A simple fundraising idea has given millions of people a place to sleep and a hot meal. The Salvation Army's Bed & Bread Club has raised more than $100-million nationwide in the last 25 years by persuading people to give monthly.
The charity asks donors to give at least $10 a month, or $120 for the year. More than 19,000 people are now making gifts, and nearly 70 percent of them give additional gifts that exceed the minimum annual requirement.
The Bed & Bread Club is the brainchild of Barbara Antrim Bledsoe, who devised the idea while serving as director of development of a Kansas City, Mo., rescue mission.
Opening all the mail the mission received from donors, Ms. Bledsoe, who is now retired, says she was struck by how many people wrote notes to say they wished they could give more. Monthly giving, she realized, could allow them to do so.
Ms. Bledsoe's first letter about the Bed & Bread Club, sent to 4,000 people, prompted more than $300,000 in donations for the rescue mission. A handful of other missions imitated the idea, but Ms. Bledsoe eventually decided to share it with the Salvation Army.
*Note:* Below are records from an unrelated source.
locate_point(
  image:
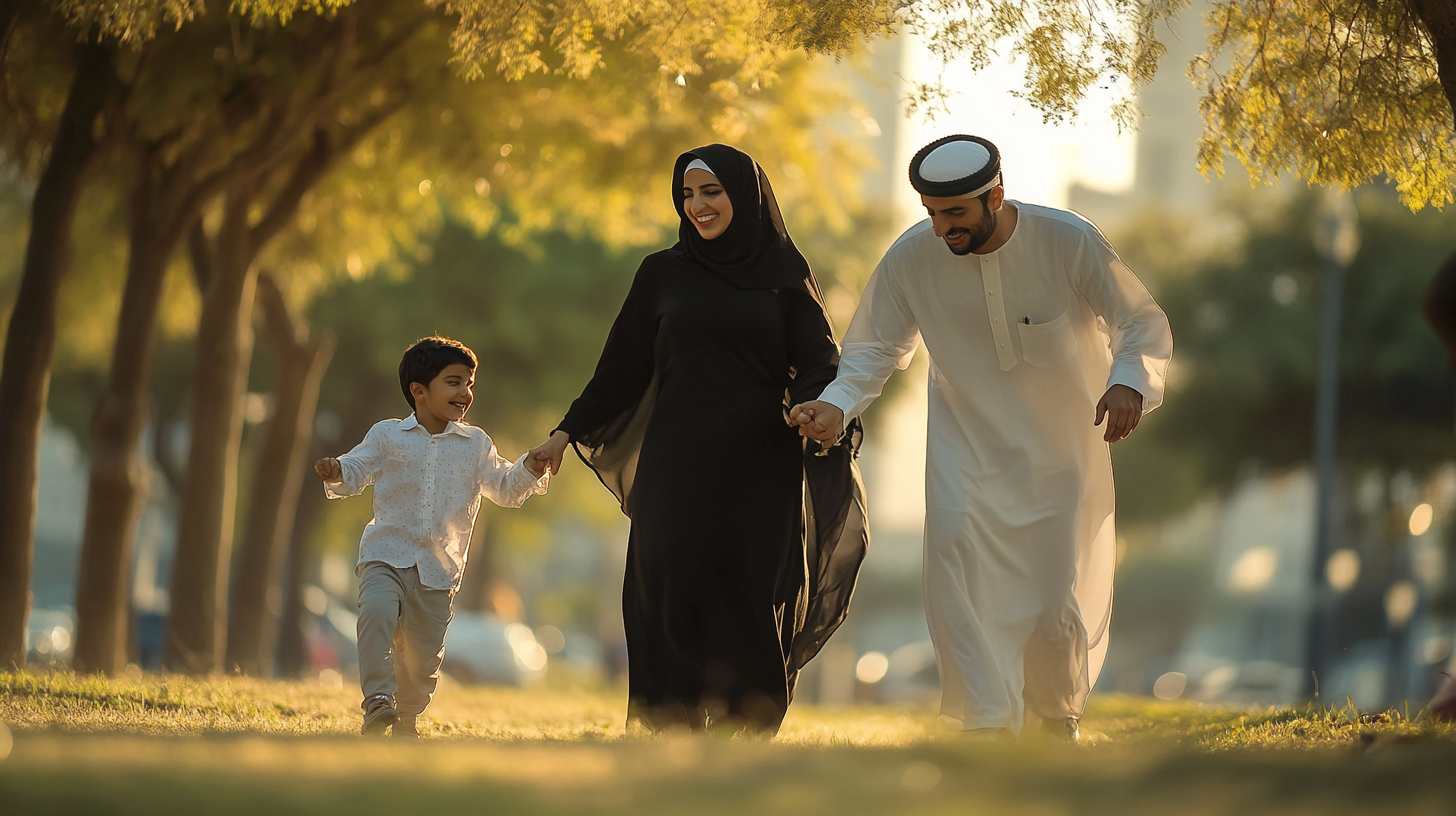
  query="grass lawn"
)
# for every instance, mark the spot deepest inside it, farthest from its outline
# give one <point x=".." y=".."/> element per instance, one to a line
<point x="232" y="745"/>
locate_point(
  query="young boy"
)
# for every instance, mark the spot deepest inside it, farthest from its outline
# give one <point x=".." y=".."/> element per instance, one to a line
<point x="428" y="472"/>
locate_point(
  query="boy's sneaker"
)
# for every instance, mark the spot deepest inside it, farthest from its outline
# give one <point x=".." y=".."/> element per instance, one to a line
<point x="406" y="729"/>
<point x="379" y="716"/>
<point x="1066" y="729"/>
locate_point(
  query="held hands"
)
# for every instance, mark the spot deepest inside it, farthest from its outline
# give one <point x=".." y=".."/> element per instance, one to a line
<point x="817" y="420"/>
<point x="548" y="453"/>
<point x="329" y="469"/>
<point x="1123" y="408"/>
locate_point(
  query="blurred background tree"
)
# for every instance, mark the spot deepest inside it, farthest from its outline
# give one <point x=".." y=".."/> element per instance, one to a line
<point x="1334" y="92"/>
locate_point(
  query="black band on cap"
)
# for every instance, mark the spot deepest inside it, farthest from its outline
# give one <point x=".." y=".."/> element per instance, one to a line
<point x="961" y="185"/>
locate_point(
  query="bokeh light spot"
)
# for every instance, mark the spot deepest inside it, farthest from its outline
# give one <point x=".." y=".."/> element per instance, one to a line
<point x="1421" y="519"/>
<point x="871" y="668"/>
<point x="1171" y="685"/>
<point x="1343" y="569"/>
<point x="1254" y="570"/>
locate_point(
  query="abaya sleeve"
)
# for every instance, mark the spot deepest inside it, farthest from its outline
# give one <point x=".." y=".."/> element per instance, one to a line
<point x="606" y="423"/>
<point x="836" y="534"/>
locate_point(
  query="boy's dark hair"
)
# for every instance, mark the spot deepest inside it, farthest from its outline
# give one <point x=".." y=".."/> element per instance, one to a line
<point x="427" y="357"/>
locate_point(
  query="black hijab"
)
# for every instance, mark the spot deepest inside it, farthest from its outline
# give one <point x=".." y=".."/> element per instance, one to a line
<point x="756" y="249"/>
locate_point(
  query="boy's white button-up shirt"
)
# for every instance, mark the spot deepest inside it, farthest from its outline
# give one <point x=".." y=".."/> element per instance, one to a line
<point x="427" y="493"/>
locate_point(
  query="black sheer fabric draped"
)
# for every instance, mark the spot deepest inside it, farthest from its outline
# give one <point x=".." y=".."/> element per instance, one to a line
<point x="746" y="544"/>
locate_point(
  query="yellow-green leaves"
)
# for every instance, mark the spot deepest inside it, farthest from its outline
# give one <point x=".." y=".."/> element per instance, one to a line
<point x="1338" y="92"/>
<point x="130" y="22"/>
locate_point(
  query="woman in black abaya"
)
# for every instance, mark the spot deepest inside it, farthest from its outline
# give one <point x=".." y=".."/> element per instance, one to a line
<point x="744" y="545"/>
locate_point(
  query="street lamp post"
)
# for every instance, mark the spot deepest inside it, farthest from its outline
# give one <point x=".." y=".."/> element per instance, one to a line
<point x="1337" y="238"/>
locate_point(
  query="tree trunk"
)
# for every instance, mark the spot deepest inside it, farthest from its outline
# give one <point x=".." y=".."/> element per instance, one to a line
<point x="1439" y="18"/>
<point x="224" y="340"/>
<point x="256" y="596"/>
<point x="293" y="641"/>
<point x="120" y="469"/>
<point x="25" y="378"/>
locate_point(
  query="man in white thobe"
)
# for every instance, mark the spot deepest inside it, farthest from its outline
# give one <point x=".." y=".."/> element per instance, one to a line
<point x="1044" y="348"/>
"We were not good at public relations," she says of the missions. "I wanted to see how far the program could go with more PR."
She says she knew that the Salvation Army, which serves the same people as rescue missions, would do a better job of spreading the word about Bed & Bread. Indeed, more than 100 local Salvation Army units now have the clubs.
Ms. Bledsoe went on to establish a direct-marketing consulting company, Summit Marketing, that continues to help the Salvation Army establish and run Bed & Bread Clubs.
One of the most successful is the one in the Army's Eastern Michigan Division in Detroit, where Ms. Bledsoe first shared her idea. That city's Salvation Army added the Bed & Bread logo to its mobile food trucks, which helps publicize the club, and also started a Jr. Bed & Bread Club for elementary and middle-school students.
The Detroit Salvation Army uses direct mail to recruit new club members. Among the recipients of its first appeals was Dick Purtan, a Detroit disc jockey who decided to hold an annual radiothon to get people to join the club and give a year's worth of dues. The radiothon has since raised more than $26-million.
This year, in conjunction with the radiothon, the Detroit Bed & Bread Club held a "tweetathon" on Twitter. It generated 16,000 tweets about the club and a $50,000 donation from the Ford Motor Company. The Ford gift was matched dollar for dollar by Mr. Purtan, the now-retired disc jockey, which provided a $100,000 contribution.